Les travaux de restauration de la Citadelle vont à un rythme très lent, puisque les travaux ont commencé depuis plus d’une trentaine d’années. 
Certains travaux effectués ne semblent pas, à mon humble avis, tenir compte de l’authenticité des lieux (la présence d’un ascenseur au palais des Beys est-elle nécessaire ?)

Selon les rapports de l’Unesco sur l’état de préservation de la Casbah, les facteurs d’aggravation sont, entre autres, l’érosion naturelle, l’occupation anarchique des sols et la perte des techniques traditionnelles de conservation. Comment envisager sa sauvegarde en prenant en compte ces éléments ?

Les facteurs d’aggravation des bâtisses sont multiples. Il y a une surdensification de la population. De plus, il n’y a pas de police urbaine pour empêcher les constructions illicites. Personne n’empêche les surélévations dans les terrasses qui se font en toute impunité. Puis le poids des nouvelles constructions amène l’effondrement des maisons.
L’eau est un autre facteur de détérioration. Quant aux techniques traditionnelles (briques traditionnelles, chaux, sable…), elles ont été abandonnées depuis longtemps. Les habitants réparent et défigurent avec du parpaing et du ciment. 
 
D’importantes enveloppes financières ont été attribuées pour sa restauration. Où en est l’état de sa conservation avec ces aides ?

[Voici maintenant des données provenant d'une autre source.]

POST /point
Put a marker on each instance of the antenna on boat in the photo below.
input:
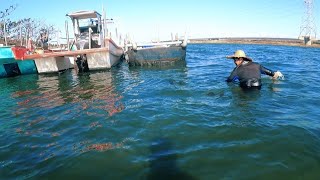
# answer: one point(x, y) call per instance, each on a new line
point(103, 26)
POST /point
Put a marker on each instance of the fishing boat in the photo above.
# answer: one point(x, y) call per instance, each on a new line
point(91, 47)
point(10, 67)
point(156, 53)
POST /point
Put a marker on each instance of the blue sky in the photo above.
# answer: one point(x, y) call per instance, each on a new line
point(147, 20)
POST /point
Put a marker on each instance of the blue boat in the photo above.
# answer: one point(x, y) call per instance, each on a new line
point(156, 53)
point(9, 66)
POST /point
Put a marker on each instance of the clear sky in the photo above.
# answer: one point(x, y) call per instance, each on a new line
point(147, 20)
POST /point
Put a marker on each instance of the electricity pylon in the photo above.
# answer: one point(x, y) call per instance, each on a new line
point(308, 27)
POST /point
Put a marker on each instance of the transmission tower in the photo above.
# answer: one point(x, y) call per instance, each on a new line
point(308, 27)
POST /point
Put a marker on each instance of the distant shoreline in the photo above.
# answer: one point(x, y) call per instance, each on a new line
point(268, 41)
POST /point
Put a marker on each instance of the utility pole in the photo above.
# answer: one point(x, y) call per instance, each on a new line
point(308, 27)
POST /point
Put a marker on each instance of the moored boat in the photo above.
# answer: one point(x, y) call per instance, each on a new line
point(10, 67)
point(156, 53)
point(94, 50)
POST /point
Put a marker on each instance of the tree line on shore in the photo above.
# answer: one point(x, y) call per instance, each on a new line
point(19, 32)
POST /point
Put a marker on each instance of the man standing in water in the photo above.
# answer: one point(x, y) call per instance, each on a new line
point(248, 73)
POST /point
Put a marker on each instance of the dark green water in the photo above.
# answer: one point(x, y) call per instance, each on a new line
point(179, 122)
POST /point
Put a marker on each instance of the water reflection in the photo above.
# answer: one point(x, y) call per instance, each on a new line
point(163, 161)
point(90, 89)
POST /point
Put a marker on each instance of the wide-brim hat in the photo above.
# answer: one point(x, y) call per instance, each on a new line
point(239, 54)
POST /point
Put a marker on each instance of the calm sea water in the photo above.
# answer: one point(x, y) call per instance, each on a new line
point(182, 121)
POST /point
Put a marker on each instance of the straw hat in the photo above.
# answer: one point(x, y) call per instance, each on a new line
point(239, 54)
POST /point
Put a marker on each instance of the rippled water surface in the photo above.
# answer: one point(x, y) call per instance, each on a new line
point(182, 121)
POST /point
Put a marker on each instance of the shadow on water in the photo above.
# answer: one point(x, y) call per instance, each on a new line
point(163, 161)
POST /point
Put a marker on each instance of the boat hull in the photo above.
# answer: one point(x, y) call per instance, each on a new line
point(10, 67)
point(156, 55)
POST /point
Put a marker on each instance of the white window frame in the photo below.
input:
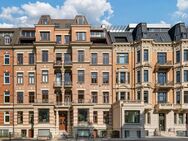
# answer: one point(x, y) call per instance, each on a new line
point(5, 115)
point(6, 57)
point(6, 94)
point(6, 76)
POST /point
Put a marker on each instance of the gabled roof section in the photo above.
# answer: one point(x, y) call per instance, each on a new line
point(45, 20)
point(178, 32)
point(80, 20)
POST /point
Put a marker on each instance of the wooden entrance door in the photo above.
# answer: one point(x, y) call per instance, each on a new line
point(62, 121)
point(31, 133)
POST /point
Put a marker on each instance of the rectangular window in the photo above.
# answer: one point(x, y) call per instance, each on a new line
point(6, 59)
point(93, 58)
point(105, 58)
point(146, 97)
point(31, 58)
point(185, 75)
point(31, 97)
point(181, 118)
point(146, 55)
point(105, 77)
point(45, 56)
point(146, 74)
point(178, 77)
point(19, 78)
point(20, 117)
point(138, 77)
point(19, 97)
point(106, 117)
point(58, 39)
point(94, 77)
point(122, 95)
point(138, 56)
point(122, 58)
point(31, 78)
point(67, 39)
point(80, 55)
point(45, 36)
point(149, 118)
point(127, 133)
point(6, 78)
point(81, 76)
point(81, 36)
point(178, 97)
point(31, 117)
point(162, 97)
point(45, 76)
point(67, 58)
point(44, 96)
point(6, 97)
point(43, 115)
point(161, 57)
point(6, 118)
point(122, 77)
point(138, 95)
point(20, 58)
point(132, 116)
point(185, 54)
point(178, 56)
point(80, 96)
point(95, 117)
point(175, 118)
point(94, 97)
point(185, 96)
point(105, 97)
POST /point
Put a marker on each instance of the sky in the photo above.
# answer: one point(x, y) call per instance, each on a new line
point(23, 13)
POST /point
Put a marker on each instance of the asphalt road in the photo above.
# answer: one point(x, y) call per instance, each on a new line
point(147, 139)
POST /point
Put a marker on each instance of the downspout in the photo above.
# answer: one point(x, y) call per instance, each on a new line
point(13, 85)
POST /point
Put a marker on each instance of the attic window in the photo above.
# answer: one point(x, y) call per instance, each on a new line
point(121, 39)
point(7, 39)
point(80, 20)
point(57, 25)
point(44, 21)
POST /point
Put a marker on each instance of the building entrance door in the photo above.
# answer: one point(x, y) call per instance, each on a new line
point(162, 122)
point(63, 121)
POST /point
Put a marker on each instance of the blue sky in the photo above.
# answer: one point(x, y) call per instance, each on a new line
point(115, 12)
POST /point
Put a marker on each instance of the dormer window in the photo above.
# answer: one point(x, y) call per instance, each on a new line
point(45, 36)
point(7, 39)
point(80, 20)
point(45, 21)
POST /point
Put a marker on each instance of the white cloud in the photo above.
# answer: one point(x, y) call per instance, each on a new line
point(96, 11)
point(5, 25)
point(181, 14)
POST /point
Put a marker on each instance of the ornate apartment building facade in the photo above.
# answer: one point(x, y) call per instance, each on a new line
point(66, 76)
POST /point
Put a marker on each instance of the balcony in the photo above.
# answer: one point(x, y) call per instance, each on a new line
point(57, 84)
point(135, 103)
point(68, 63)
point(164, 65)
point(164, 106)
point(164, 85)
point(83, 102)
point(67, 84)
point(57, 64)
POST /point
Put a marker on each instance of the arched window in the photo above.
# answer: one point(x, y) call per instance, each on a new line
point(7, 39)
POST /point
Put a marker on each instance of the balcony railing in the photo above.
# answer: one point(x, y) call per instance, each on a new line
point(58, 63)
point(68, 63)
point(164, 85)
point(57, 84)
point(164, 65)
point(67, 84)
point(164, 106)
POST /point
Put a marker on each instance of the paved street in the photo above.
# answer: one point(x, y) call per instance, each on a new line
point(147, 139)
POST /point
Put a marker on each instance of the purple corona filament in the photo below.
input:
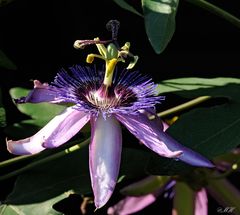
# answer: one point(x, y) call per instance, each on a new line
point(105, 98)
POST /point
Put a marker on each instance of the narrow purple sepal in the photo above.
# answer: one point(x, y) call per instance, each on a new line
point(41, 93)
point(159, 141)
point(104, 157)
point(201, 202)
point(147, 132)
point(58, 131)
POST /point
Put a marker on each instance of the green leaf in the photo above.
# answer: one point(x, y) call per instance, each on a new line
point(184, 199)
point(211, 131)
point(123, 4)
point(189, 84)
point(36, 209)
point(159, 17)
point(5, 62)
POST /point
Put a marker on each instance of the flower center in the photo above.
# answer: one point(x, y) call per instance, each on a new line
point(104, 100)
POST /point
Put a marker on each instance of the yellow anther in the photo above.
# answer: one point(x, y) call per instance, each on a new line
point(101, 48)
point(91, 57)
point(234, 166)
point(110, 66)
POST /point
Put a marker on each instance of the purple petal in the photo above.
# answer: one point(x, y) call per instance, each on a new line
point(41, 93)
point(105, 155)
point(58, 131)
point(131, 204)
point(147, 132)
point(160, 142)
point(201, 203)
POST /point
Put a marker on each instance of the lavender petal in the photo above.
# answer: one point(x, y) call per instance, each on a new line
point(59, 130)
point(105, 155)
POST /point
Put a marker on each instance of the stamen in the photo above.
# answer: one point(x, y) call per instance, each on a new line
point(113, 26)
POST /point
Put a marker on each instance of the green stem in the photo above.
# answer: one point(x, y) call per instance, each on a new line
point(183, 202)
point(217, 11)
point(46, 159)
point(184, 106)
point(225, 193)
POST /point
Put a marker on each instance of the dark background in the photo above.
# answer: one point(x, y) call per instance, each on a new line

Au début des années 2000, à une époque où le pétrole était au plus haut, on a préféré faire des années de la Culture à Alger, Tlemcen, Constantine, en gaspillant des sommes colossales qui auraient pu servir à la restauration de la Casbah, de la vieille ville de Tlemcen et de Constantine. 
Que reste-t-il de ces actions? Rien. Pas même des publications. Plus, des monuments historiques à Constantine ou à Tlemcen ou même à Alger, attendent encore une réhabilitation hypothétique. 
 
Et qu’en est-il de la réhabilitation des biens privés ainsi que le squat des habitations qui menacent de s’effondrer ?

La loi 98-04 prévoyait des mécanismes pour aider financièrement les particuliers à restaurer leurs bâtisses. 
Cela n’a jamais fonctionné et il n’y a jamais eu de suivi. Aussi, sans aide, les particuliers se sont retrouvés seuls face à des problèmes d’aide à la construction ou même à des accompagnements techniques.
En conclusion, la Casbah, haut lieu de notre histoire, est en train de perdre peu à peu de ce qui faisait sa gloire. 
Même les associations de protection de ce patrimoine sont découragées devant l’immobilisme des autorités.